I strongly suggest that you consider bringing some of your own Team. This could be a fantastic “perk” and from a practical standpoint, would enhance your ability to provide care in a fashion you are accustomed. The facility cannot handle a Team of 12-15, but if you have a Team of 6-8, it could be perfect.
Your total cost will depend on the airfare to Cabo. It is an easy destination because of its popularity with Americans. From Seattle the fare is usually $450-500/person. The car rental can be expensive because of the mandatory insurance rules in Mexico. Normally two  smaller car are sufficient. On average, the cost for the car rental for a week is about $175 plus cost of gas.

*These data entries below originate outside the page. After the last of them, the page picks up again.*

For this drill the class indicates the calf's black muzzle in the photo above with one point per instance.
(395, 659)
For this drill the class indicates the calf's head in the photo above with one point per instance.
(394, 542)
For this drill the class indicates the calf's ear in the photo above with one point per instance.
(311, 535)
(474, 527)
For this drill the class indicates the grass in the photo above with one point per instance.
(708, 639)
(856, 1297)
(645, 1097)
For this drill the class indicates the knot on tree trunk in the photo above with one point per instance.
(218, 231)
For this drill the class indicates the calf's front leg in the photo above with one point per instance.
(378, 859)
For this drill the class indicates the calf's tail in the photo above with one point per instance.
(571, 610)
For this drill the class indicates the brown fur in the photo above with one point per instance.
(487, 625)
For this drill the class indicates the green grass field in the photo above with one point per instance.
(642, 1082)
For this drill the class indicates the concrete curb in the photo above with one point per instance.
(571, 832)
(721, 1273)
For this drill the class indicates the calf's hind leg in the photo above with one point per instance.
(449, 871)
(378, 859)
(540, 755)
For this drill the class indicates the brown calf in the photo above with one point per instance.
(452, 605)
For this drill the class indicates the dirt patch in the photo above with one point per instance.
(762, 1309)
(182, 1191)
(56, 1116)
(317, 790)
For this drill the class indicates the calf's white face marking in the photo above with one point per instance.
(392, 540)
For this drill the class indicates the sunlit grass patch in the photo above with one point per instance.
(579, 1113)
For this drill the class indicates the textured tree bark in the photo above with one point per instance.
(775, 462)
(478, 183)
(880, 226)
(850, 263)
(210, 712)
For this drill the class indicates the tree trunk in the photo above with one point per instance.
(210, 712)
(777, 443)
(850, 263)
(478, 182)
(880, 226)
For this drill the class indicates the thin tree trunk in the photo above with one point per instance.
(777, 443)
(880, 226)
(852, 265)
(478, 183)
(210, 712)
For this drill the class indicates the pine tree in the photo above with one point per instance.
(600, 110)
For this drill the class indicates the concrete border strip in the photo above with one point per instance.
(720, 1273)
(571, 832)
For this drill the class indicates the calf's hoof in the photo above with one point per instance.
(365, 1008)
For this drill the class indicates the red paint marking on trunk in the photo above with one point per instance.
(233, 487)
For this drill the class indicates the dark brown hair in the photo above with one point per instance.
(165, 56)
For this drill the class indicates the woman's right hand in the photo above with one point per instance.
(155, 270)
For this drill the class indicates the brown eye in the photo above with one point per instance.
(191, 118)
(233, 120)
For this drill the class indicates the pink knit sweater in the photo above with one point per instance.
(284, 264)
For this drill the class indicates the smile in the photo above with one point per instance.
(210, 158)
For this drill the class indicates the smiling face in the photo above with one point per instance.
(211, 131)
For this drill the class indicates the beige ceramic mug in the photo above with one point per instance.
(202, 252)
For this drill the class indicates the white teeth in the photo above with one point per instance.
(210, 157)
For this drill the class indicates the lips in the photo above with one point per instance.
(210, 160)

I have a contact at Thrifty Car Rentals and we can work this out together. Remember that all the housing and several meals are provided for free.
Scheduling for the future
 I am in charge of scheduling teams and I always give priority to pediatric dentists who can bring some of their Team members. I have decided to limit the participants to pediatric specialists, as it is already a bit of a challenge to provide care for children who have never seen a dentist so that having the skills for pediatric procedures seems like a definite advantage. I am working with groups about 2-4 times per year and once groups have been down and know how to set up the clinic, take inventory for materials, etc, how to keep statistics and records and how to take the clinic back down at the end, they qualify to go without me. My main emphasis at this point is to establish as many independent groups as possible.
What to do right now
If, having read all the above, you have definite interest in joining me, please write to me at: Scheduled dates for 2020 and beyond are now available and once you have communicated your commitment plus the number of Team members you can bring, I will finalize plans to have you join me.
Last of all, my not-so-hidden agenda for the Cabo project is to find some key people who would be willing to take on part of the administration of the project. For 9 years, I was happy to be the leader of the once-per-year project, but with the possibility of 6-8 events each year it will not be possible for me to continue to run the entire program. As a a result, I would like to know if you have an interest beyond a single trip down. If so, I would definitely be there for your first time to introduce you to all the people and get you as fully informed as possible, so that you might take on that role for future projects.
I look forward to hearing from you and thank you for your interest.